Daniel & Jean-Claude Besse

Natation Vélo Course

Kona 2017

Objectif Kona

Notre programme (masterplan) avec Jean-Claude pour 2017 était bien clair jusqu’à notre 25e anniversaire le jour de Francfort. La suite ? je voulais la laisser libre, peut-être Hawaii, peut-être le circuit sur olympique, peut-être un marathon (cf questions tricircuit). Dès le lendemain toutefois les choses s’éclaircissent subitement ; avec ma 4e place (cf récit Francfort) je suis qualifié pour les championnats du monde à Kona, et je ne vais pas le refuser. Mastercard, tout comme Ironman, s’en réjouissent déjà fortement.

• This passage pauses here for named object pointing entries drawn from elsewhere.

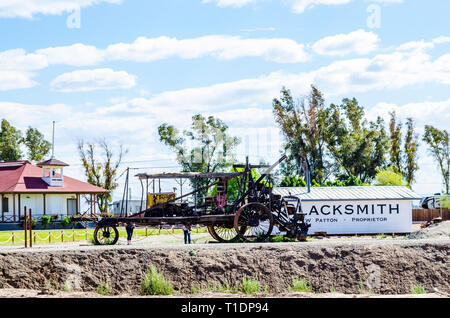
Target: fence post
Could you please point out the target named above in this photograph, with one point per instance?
(25, 227)
(31, 230)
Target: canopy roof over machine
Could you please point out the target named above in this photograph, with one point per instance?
(189, 175)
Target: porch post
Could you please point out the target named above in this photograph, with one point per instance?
(14, 207)
(45, 206)
(78, 203)
(18, 199)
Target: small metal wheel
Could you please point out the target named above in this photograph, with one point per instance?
(222, 234)
(253, 222)
(106, 235)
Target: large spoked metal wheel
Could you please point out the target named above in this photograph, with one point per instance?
(223, 234)
(253, 222)
(106, 235)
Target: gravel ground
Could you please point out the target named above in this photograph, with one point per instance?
(343, 265)
(387, 266)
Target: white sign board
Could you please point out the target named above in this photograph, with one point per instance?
(359, 217)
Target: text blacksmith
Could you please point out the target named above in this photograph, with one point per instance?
(351, 209)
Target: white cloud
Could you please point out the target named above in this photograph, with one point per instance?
(16, 69)
(298, 6)
(10, 80)
(231, 3)
(89, 80)
(358, 42)
(424, 113)
(219, 46)
(30, 8)
(75, 55)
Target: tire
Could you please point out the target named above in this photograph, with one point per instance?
(222, 234)
(253, 222)
(106, 235)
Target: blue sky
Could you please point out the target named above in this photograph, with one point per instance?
(130, 65)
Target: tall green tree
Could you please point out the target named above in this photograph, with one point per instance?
(101, 169)
(410, 152)
(10, 140)
(403, 153)
(389, 177)
(439, 147)
(359, 147)
(205, 147)
(303, 124)
(36, 145)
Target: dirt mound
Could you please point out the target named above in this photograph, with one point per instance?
(439, 230)
(387, 267)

Plus de 1000 dollars de frais d’inscription, sans compter le voyage et une swimskin kiwami que je m’achète pour l’occasion, c’est sans aucun doute la compétition la plus chère à laquelle je me suis inscrit. L’expérience en vaut la peine me dit-on, bring it on KONA !

Bon s’inscrire c’est une chose, l’autre est de se préparer. Même si je n’ai pas un objectif chronométrique aussi précis que le sub-9 de Francfort, je ne suis pas là pour finir uniquement. 9h10 jouable dans des bonnes conditions ? 55’ (Francfort 48’30) en natation en perdant un peu de temps sans la néoprène, 5h (Francfort 4h42) de vélo à cause du vent et un 3h15 pour le marathon (comme à Francfort en gérant mieux). Ça c’est pour la version très optimale et en comptant que je supporte le chaud (pas ma tasse de thé) et le vent (pas non plus mon fort) et prenne le temps des deux transitions sur les 55’. Et c’est aussi en skippant allégrement le fait que Kona a plus de dénivelé que Francfort et ne manquera pas 4km à vélo. M’enfin, Jean-Claude me donne 9h20 si tout va bien. Je n’ai pas trop de repères et c’est aussi pour cela que je n’ai pas envie de me mettre la pression avec un temps. Seules intentions claires dans ma tête : forcer plus la préparation à vélo qu’en course pour arriver le jour J avec un tendon d’Achille en meilleur état qu’à Francfort, et manger plus sur le vélo pendant la compétition. J’ai aussi pris le choix (parfois difficile) de faire peu de courses entre deux pour bien me reposer et faire mes entraînements intensifs sans restrictions ou remords pendant les soirs de semaines.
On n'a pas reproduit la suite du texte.